Именем Революции. Глава 5
Написан в соавторстве с Евгением Ташу – http://www.proza.ru/avtor/amulet1970
«Мир – это иллюзия, а счастье – это когда ты полностью погружен в иллюзии
и блаженствуешь от того, что ты счастлив».
Се Дук Сен.
Наркомвоенмордел товарищ Троцкий совершил цикл молитвенных асан и движений – нечто среднее между намазом и комплексом упражнений «Готов к Труду и Обороне» вкупе с гимнастикой Понтий Пилатеса, отбивая поклоны у иконы Ленина, завершил свой регулярный утренний тренировочный, каббало-магический сеанс революционным шаманским камланием для соединения эгрегора революции с духом её Вождя.

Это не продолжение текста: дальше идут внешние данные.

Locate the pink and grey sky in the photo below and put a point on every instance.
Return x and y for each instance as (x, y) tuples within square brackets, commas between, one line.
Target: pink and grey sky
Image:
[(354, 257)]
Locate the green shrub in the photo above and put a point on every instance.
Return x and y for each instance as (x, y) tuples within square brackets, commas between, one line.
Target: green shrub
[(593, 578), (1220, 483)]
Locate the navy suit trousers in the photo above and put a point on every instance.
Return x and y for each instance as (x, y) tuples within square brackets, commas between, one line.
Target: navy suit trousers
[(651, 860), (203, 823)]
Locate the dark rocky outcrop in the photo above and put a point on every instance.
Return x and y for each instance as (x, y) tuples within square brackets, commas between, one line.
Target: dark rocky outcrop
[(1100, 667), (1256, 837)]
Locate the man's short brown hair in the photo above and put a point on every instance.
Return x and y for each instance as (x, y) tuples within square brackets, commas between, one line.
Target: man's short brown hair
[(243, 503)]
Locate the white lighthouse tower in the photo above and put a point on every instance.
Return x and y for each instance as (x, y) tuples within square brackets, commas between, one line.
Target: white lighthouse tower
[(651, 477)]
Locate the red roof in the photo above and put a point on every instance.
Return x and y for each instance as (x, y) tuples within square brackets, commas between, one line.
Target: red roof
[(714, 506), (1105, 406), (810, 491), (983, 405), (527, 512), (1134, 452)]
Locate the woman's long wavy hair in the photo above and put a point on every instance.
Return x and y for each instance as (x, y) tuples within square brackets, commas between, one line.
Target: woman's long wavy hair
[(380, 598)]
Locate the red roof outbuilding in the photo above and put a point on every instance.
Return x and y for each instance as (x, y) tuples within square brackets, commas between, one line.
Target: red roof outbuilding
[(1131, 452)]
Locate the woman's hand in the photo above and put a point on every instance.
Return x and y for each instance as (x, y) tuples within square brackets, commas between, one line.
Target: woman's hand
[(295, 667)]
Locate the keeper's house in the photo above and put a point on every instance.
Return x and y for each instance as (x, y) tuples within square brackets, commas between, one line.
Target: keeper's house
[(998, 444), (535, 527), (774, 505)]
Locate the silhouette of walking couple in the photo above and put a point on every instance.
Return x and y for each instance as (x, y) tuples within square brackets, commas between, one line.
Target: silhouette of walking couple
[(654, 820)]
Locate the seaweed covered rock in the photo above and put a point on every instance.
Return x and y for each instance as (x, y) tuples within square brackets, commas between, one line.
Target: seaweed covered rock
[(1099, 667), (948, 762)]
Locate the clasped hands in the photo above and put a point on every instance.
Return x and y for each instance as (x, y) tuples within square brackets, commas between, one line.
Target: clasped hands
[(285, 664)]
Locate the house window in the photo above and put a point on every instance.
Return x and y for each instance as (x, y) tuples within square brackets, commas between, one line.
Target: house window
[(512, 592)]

Затем товарищ Троцкий перешел к основному: он нарисовал на черной доске белым мелом человечка, причитая каббалистическое заклинание «Палка, дралка, огуречик – вот и вышел человечек». Над рисунком он старательно вывел мелом слово «Коба», взял со стены лук и три стрелы с красным оперением, отошёл на дуэльное расстояние, выдохнул с криком «Ю-ю!» и выпустил одну из стрел – но промахнулся. Вторая стрела также легла мимо человечка. Ещё раз резко, по-самурайски, выдохнув неизменное «Ю!», товарищ Троцкий послал стрелу точно в яблочко – прямо в рыло Кобе. Удовлетворенный успехом, Лейба Троцкий и с криком «Ез!» отбил победную чечётку и пошел завтракать.
****
Когда Петька очнулся, голова его нещадно гудела после удара лопатой, как небольшой царь-колокол. С превеликим трудом открыв один глаз, Петька обнаружил, что находится в весьма темном и сыром подвале какого-то старинного здания. Другой глаз не открывался, но он, все же, напряженно вглядывался одним освобожденным пролетарским глазом. Кладка стен подвала была сложена из неотёсанных камней, покрытых мхом и какой-то противной зеленой слизью. Петька сидел на полу, будучи прикованным, словно титан Прометей, за ногу к стене ржавой цепью, разорвать которую не представлялось возможным без повреждения самой ноги.
Против стены, к которой был прикован Петька, виднелась железная, кованая дверь, над которой красовались начертанные кровью перевернутая пентаграмма и странные надписи, сделанные, по-видимому, на латыни:
«NULLA ALIA LENIN, NISI LENIN, ET KARL MARX EST ULTIMUS PROPHETAM EAM»
«AUT LENIN, AUT MORTEM»
«CATTUS NIHIL CUM – TESTICULORUM LICKS EST»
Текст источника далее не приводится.